My Dad, well, my Dad is a different kind. He never remarried and continued to work every single day. Occasionally, he found time for a round of golf.

My sister grew up, became rebellious, grew out of that, married, and now has 2.3 kids of her own. Her white picket fence is a 6-foot high concrete wall with barbed wire. But they have a swimming pool, which is nice.

Me, well, I grew up - sort of - moved to the Middle East, emigrated to the United States, went to college, moved around the U.S., and am now plonked down in Pittsburgh, ready to settle down and put down some roots.

In these past 30 years, we have seen many advances and changes. We now have flatscreen TVs, microwave dinners, cell phones, the internet, global leaders have risen and fallen, terrorist attacks have increased and various epidemics of AIDS, N1H1, Bird Flu and all sorts of wonderful things have plagued the earth.

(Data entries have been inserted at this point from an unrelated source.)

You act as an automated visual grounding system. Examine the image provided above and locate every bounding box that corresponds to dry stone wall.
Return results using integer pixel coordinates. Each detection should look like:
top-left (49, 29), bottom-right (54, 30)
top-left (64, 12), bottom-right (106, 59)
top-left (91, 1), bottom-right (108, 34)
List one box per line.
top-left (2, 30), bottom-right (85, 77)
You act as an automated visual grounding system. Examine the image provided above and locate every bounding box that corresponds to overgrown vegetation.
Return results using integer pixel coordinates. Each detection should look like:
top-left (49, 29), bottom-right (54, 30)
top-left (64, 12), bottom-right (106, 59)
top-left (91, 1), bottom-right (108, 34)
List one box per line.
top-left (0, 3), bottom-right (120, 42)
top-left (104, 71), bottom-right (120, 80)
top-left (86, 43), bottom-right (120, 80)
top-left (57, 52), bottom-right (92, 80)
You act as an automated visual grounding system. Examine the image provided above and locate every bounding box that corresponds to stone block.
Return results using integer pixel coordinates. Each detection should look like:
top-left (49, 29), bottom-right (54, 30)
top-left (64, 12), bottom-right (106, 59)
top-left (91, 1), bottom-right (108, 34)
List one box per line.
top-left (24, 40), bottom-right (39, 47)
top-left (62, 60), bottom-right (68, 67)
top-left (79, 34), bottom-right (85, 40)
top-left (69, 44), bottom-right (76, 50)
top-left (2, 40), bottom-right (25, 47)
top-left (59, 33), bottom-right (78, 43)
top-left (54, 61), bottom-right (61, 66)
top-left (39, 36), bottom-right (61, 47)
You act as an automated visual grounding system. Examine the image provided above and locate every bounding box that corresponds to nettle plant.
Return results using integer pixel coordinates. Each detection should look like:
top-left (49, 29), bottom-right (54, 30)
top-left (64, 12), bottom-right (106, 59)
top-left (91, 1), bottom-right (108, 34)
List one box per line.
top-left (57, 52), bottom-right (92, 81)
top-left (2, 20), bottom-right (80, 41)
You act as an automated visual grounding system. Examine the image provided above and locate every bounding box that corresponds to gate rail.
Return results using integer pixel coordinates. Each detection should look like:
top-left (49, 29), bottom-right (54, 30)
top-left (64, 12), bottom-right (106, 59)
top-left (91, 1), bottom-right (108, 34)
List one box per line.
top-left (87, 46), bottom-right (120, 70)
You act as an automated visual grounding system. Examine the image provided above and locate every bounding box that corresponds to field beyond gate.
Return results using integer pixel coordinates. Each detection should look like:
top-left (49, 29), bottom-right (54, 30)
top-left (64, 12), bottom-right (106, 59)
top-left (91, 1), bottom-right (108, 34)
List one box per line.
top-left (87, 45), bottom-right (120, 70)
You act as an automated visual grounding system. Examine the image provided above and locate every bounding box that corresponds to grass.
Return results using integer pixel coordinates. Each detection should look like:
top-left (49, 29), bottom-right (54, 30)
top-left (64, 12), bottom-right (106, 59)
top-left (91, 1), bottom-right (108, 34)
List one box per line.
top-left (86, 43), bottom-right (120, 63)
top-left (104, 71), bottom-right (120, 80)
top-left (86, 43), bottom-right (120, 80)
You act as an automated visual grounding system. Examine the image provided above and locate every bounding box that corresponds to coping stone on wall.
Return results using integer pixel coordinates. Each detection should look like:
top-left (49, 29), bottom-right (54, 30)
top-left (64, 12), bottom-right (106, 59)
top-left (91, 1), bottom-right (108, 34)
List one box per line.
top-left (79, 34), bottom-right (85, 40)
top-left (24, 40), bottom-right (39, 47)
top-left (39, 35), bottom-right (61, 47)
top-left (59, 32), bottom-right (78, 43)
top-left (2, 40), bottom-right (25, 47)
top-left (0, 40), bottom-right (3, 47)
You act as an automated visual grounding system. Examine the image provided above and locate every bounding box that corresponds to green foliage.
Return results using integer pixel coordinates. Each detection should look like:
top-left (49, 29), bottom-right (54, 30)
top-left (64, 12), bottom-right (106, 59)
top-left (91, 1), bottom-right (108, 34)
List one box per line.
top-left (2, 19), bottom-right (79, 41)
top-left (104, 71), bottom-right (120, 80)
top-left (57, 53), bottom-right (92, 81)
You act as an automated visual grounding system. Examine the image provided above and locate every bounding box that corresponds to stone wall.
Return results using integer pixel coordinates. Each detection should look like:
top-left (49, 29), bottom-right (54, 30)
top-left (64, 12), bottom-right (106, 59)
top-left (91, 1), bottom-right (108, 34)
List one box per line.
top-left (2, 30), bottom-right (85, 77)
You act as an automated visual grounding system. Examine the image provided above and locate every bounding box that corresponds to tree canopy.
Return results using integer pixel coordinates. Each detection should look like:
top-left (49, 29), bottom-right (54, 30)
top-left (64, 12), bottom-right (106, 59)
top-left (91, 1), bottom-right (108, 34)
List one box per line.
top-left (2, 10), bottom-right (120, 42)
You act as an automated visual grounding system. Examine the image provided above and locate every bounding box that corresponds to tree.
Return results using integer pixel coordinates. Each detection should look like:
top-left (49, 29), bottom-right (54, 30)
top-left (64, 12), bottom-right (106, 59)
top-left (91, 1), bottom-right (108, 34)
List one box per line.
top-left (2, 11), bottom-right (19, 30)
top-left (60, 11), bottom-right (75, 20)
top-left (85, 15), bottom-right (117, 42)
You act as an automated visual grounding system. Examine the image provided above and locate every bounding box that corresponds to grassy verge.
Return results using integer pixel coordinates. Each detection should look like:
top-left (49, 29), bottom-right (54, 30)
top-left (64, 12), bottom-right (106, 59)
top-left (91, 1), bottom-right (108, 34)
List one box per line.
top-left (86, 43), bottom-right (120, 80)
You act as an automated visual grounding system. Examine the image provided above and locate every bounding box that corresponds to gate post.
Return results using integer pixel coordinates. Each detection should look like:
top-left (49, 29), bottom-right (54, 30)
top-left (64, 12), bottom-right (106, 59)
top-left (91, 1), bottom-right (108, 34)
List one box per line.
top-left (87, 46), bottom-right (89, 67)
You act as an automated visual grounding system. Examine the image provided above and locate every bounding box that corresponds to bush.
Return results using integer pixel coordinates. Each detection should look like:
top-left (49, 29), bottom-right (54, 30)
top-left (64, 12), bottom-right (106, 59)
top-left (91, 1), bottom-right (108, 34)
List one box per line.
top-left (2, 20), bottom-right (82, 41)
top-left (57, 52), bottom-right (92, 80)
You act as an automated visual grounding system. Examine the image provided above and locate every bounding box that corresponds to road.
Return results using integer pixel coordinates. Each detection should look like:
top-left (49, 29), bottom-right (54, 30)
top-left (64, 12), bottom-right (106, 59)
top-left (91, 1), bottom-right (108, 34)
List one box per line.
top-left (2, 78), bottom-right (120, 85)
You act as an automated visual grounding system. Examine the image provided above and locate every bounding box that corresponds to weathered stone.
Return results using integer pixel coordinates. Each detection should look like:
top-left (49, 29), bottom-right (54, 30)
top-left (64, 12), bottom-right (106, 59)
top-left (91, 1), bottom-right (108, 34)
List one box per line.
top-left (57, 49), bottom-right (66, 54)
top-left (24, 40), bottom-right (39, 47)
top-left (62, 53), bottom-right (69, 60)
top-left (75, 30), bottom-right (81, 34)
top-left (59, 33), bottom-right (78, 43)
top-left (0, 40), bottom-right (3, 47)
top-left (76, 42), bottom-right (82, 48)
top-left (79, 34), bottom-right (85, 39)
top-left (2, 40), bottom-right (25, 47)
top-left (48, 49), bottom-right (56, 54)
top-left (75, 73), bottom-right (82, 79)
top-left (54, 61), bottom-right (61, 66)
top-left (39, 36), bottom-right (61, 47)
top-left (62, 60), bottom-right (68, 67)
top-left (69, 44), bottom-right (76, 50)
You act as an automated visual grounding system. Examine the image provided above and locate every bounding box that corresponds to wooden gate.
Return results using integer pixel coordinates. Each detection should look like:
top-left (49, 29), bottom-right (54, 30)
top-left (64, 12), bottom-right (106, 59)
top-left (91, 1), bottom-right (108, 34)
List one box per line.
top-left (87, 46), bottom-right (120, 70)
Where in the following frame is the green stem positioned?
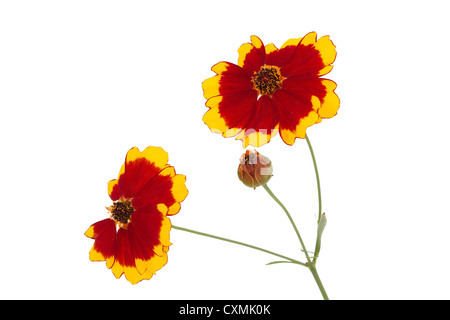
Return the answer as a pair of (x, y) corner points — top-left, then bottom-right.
(172, 225), (307, 267)
(305, 134), (322, 223)
(305, 134), (322, 265)
(263, 184), (328, 300)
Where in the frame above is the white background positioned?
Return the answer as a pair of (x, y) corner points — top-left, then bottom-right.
(0, 0), (450, 299)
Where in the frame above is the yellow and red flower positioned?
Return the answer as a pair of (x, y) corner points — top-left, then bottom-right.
(202, 32), (340, 147)
(85, 147), (188, 284)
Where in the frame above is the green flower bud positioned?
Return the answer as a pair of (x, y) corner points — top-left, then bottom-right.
(237, 150), (273, 189)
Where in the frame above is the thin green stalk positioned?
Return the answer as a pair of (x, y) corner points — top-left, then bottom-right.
(172, 225), (307, 267)
(305, 134), (322, 223)
(263, 184), (328, 300)
(305, 134), (322, 265)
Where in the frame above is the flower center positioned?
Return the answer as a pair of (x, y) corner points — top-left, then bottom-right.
(252, 65), (284, 96)
(109, 200), (134, 223)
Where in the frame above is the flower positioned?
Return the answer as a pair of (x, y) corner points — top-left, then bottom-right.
(85, 147), (188, 284)
(202, 32), (340, 148)
(237, 150), (273, 189)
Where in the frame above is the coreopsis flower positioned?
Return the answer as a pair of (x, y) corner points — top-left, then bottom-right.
(237, 150), (273, 189)
(202, 32), (339, 148)
(85, 147), (188, 284)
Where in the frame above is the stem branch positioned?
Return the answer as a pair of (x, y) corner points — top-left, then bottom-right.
(263, 184), (328, 300)
(172, 225), (308, 267)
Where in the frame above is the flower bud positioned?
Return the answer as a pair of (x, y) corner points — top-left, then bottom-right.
(237, 150), (273, 189)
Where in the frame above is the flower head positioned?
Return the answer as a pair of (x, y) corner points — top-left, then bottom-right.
(237, 150), (273, 189)
(85, 147), (188, 284)
(202, 32), (339, 148)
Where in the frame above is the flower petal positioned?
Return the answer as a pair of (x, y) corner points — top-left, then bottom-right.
(132, 166), (188, 215)
(117, 147), (168, 199)
(236, 95), (280, 148)
(85, 218), (116, 267)
(278, 32), (336, 79)
(238, 36), (266, 76)
(111, 228), (143, 284)
(202, 62), (253, 99)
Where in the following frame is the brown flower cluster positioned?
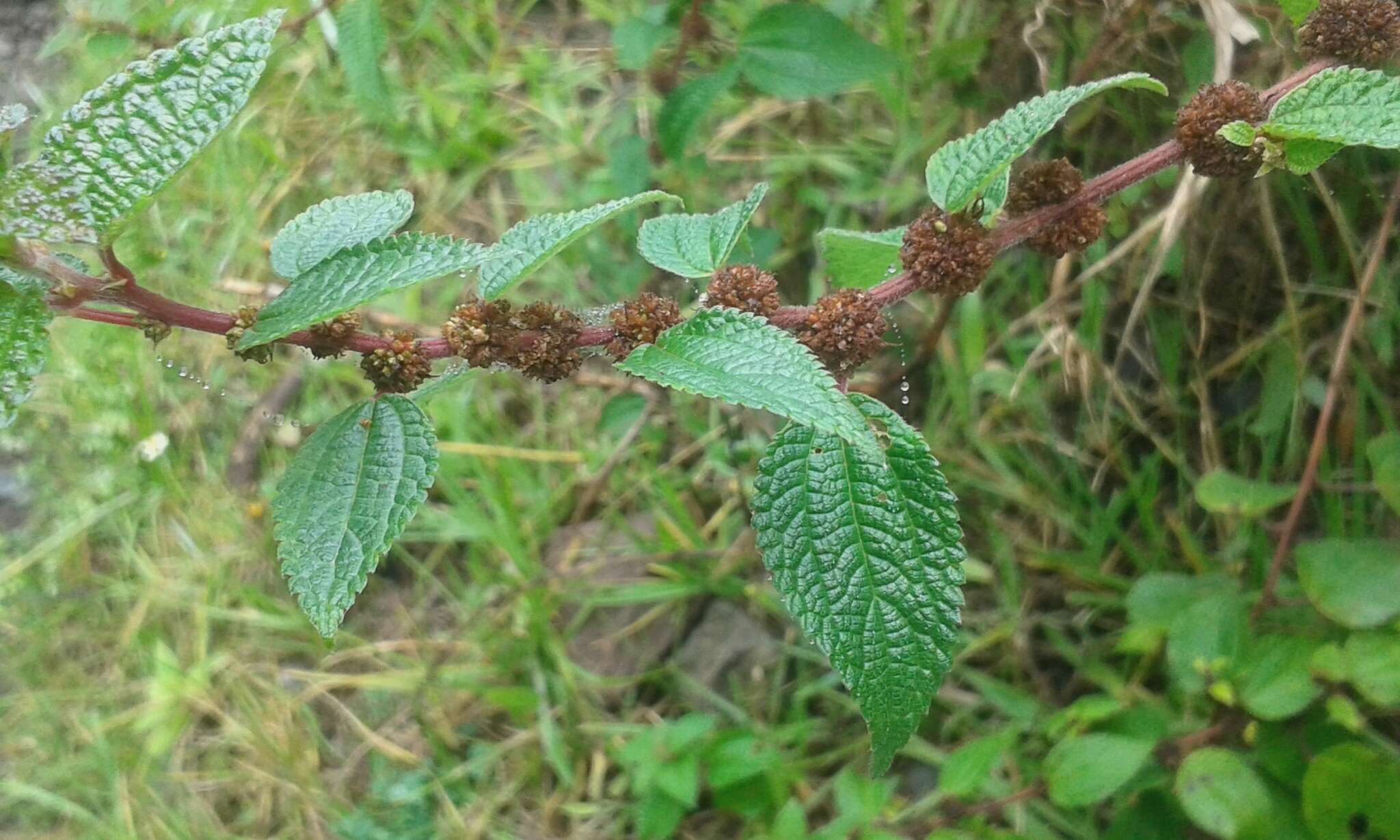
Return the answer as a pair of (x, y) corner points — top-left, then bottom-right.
(608, 291), (680, 360)
(899, 207), (997, 297)
(1176, 81), (1271, 178)
(1007, 158), (1109, 258)
(360, 331), (433, 394)
(1297, 0), (1400, 67)
(224, 307), (271, 364)
(307, 312), (360, 358)
(796, 288), (886, 375)
(705, 266), (781, 318)
(442, 298), (584, 382)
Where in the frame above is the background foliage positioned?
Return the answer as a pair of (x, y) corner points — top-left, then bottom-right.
(0, 0), (1400, 839)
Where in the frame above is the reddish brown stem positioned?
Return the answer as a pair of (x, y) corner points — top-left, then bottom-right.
(1253, 170), (1400, 619)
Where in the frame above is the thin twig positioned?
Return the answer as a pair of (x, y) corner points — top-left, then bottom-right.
(1252, 172), (1400, 619)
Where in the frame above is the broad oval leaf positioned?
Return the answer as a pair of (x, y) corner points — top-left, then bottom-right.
(617, 307), (876, 451)
(270, 189), (413, 280)
(739, 3), (896, 99)
(238, 234), (486, 350)
(637, 183), (768, 277)
(816, 227), (904, 288)
(753, 394), (966, 774)
(479, 189), (682, 299)
(271, 395), (437, 637)
(0, 10), (282, 243)
(0, 266), (53, 429)
(924, 73), (1166, 213)
(1258, 67), (1400, 151)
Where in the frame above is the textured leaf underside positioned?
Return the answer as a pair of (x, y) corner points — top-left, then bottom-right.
(271, 395), (437, 637)
(479, 189), (680, 299)
(271, 189), (413, 280)
(753, 394), (966, 774)
(617, 307), (878, 451)
(637, 183), (768, 277)
(0, 10), (282, 243)
(924, 73), (1166, 213)
(0, 266), (53, 429)
(249, 234), (486, 350)
(1260, 67), (1400, 148)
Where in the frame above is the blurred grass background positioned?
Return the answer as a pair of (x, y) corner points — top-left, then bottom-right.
(0, 0), (1400, 839)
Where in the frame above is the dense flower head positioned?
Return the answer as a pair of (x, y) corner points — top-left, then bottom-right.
(1176, 81), (1271, 178)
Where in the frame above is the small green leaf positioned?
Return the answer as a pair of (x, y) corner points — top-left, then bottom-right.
(1215, 119), (1258, 148)
(0, 266), (53, 429)
(617, 308), (878, 451)
(246, 234), (486, 350)
(1293, 539), (1400, 629)
(271, 395), (437, 637)
(1341, 630), (1400, 708)
(271, 189), (413, 280)
(926, 73), (1166, 213)
(1196, 469), (1297, 517)
(816, 227), (904, 288)
(479, 189), (682, 301)
(1302, 744), (1400, 840)
(1045, 732), (1154, 808)
(1174, 746), (1274, 840)
(657, 63), (739, 161)
(1367, 433), (1400, 514)
(0, 10), (282, 243)
(637, 183), (768, 277)
(738, 3), (896, 99)
(336, 0), (393, 119)
(1258, 67), (1400, 148)
(753, 394), (966, 774)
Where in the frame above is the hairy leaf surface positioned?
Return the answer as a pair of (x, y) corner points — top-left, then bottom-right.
(0, 266), (53, 429)
(753, 394), (966, 773)
(271, 395), (437, 637)
(637, 183), (768, 277)
(617, 308), (876, 451)
(480, 189), (680, 299)
(924, 73), (1166, 213)
(0, 10), (282, 243)
(246, 232), (486, 350)
(271, 189), (413, 280)
(1258, 67), (1400, 148)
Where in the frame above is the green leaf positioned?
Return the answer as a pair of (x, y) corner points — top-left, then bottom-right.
(1367, 433), (1400, 514)
(271, 395), (437, 637)
(938, 729), (1021, 797)
(613, 5), (676, 70)
(238, 234), (486, 350)
(1174, 746), (1273, 840)
(1302, 744), (1400, 840)
(271, 189), (413, 280)
(738, 3), (896, 99)
(1045, 732), (1154, 808)
(617, 308), (878, 451)
(924, 73), (1166, 213)
(1293, 539), (1400, 629)
(1237, 636), (1321, 721)
(1258, 67), (1400, 148)
(1341, 630), (1400, 708)
(816, 227), (904, 288)
(1196, 469), (1297, 518)
(657, 63), (739, 161)
(1278, 0), (1319, 27)
(753, 394), (966, 774)
(0, 266), (53, 429)
(0, 10), (282, 243)
(637, 183), (768, 277)
(480, 189), (682, 301)
(336, 0), (392, 119)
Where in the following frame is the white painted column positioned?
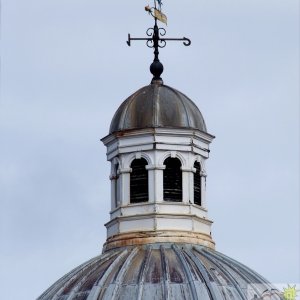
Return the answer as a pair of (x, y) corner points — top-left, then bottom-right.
(189, 168), (196, 204)
(154, 166), (166, 202)
(119, 168), (132, 206)
(109, 175), (117, 210)
(146, 165), (155, 203)
(200, 171), (207, 208)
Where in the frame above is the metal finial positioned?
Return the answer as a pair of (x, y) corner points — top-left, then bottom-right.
(127, 0), (191, 83)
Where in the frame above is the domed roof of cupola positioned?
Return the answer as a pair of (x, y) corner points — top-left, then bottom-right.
(109, 81), (207, 133)
(38, 244), (281, 300)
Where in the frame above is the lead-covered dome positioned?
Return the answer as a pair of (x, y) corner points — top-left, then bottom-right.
(109, 81), (207, 133)
(38, 243), (282, 300)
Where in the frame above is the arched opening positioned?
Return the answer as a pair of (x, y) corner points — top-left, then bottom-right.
(194, 162), (201, 206)
(114, 164), (120, 207)
(164, 157), (182, 202)
(130, 158), (149, 203)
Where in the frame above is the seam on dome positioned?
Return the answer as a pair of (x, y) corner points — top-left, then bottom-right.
(166, 86), (191, 127)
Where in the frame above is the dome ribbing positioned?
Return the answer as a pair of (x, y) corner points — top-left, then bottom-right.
(109, 83), (207, 133)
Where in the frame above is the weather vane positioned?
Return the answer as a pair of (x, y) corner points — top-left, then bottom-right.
(127, 0), (191, 82)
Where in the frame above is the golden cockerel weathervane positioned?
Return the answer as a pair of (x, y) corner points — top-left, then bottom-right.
(127, 0), (191, 82)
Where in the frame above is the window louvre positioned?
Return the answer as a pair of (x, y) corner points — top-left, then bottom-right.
(130, 158), (148, 203)
(164, 157), (182, 202)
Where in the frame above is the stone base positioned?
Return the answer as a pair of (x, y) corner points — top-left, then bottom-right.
(103, 230), (215, 252)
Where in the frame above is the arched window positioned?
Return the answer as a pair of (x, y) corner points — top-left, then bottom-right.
(194, 162), (201, 206)
(130, 158), (148, 203)
(164, 157), (182, 202)
(114, 164), (120, 207)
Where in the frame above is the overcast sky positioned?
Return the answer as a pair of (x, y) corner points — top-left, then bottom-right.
(0, 0), (300, 300)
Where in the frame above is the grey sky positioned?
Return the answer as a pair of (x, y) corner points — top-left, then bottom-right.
(0, 0), (300, 300)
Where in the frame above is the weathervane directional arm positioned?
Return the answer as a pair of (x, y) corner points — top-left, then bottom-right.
(127, 0), (191, 83)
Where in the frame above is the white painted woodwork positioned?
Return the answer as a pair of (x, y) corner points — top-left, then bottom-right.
(102, 128), (214, 238)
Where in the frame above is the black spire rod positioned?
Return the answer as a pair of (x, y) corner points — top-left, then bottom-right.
(127, 0), (191, 83)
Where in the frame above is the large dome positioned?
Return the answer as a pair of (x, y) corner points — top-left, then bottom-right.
(38, 243), (281, 300)
(109, 82), (207, 133)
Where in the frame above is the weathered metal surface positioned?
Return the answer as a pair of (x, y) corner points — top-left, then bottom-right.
(163, 157), (182, 202)
(103, 230), (215, 252)
(109, 83), (207, 133)
(38, 243), (282, 300)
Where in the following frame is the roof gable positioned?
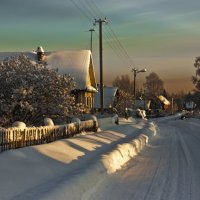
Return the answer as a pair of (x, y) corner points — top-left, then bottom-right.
(0, 50), (97, 91)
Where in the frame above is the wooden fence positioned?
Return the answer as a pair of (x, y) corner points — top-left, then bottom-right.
(0, 120), (98, 152)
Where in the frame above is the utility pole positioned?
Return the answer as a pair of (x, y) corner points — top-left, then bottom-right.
(95, 19), (106, 114)
(131, 68), (147, 108)
(89, 28), (95, 52)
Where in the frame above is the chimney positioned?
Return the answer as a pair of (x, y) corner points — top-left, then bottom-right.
(37, 46), (44, 61)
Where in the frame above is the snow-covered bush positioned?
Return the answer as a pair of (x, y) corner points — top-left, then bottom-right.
(0, 55), (82, 126)
(44, 117), (54, 126)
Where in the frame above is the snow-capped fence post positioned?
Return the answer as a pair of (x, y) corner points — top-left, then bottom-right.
(0, 119), (98, 152)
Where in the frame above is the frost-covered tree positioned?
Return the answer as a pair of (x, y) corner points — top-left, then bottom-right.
(0, 55), (83, 126)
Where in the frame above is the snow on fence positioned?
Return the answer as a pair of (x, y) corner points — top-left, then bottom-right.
(0, 120), (98, 152)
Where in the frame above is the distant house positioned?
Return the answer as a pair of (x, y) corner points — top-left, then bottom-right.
(94, 86), (118, 110)
(0, 47), (97, 108)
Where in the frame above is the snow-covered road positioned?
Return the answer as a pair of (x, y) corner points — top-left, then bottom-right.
(0, 115), (200, 200)
(85, 119), (200, 200)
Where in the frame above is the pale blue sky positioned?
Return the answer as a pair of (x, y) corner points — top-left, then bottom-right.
(0, 0), (200, 91)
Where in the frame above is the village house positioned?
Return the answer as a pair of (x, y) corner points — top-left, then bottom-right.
(94, 86), (118, 110)
(0, 47), (97, 109)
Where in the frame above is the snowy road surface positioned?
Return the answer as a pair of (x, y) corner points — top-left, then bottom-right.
(84, 119), (200, 200)
(0, 116), (200, 200)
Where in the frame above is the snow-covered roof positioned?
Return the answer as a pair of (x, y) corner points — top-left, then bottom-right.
(0, 50), (97, 92)
(94, 87), (118, 108)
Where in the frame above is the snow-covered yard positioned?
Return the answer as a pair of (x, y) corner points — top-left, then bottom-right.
(0, 116), (200, 200)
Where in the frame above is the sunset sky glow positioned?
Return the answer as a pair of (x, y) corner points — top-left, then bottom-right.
(0, 0), (200, 92)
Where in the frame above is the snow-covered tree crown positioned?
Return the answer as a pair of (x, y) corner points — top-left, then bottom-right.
(0, 54), (84, 125)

Life growing up as a kid in the 'good ol' days' was wonderful. Your biggest concern was whether or not your parents would let you stay up past 9pm to watch the next episode of "V". You were good the whole week so you could use that as ammunition when you launched your pleading campaign with all sorts of nonsensical reasons why they should let you stay up and watch it. But if they said, "No.", then that was that. No amount of pleading would change their minds.

Or you beg and plead with your Dad to drive faster on the way from Friday night shopping at Pick 'N Pay so you'd be in time to watch MacGyver.

We were still young enough to find it gross when couples kissed on TV.

Those were the days when my Mom wore her hair flipped back, when my Dad drove a Triumph, and we were content to watch a black and white tube TV.

Where have the past three decades gone?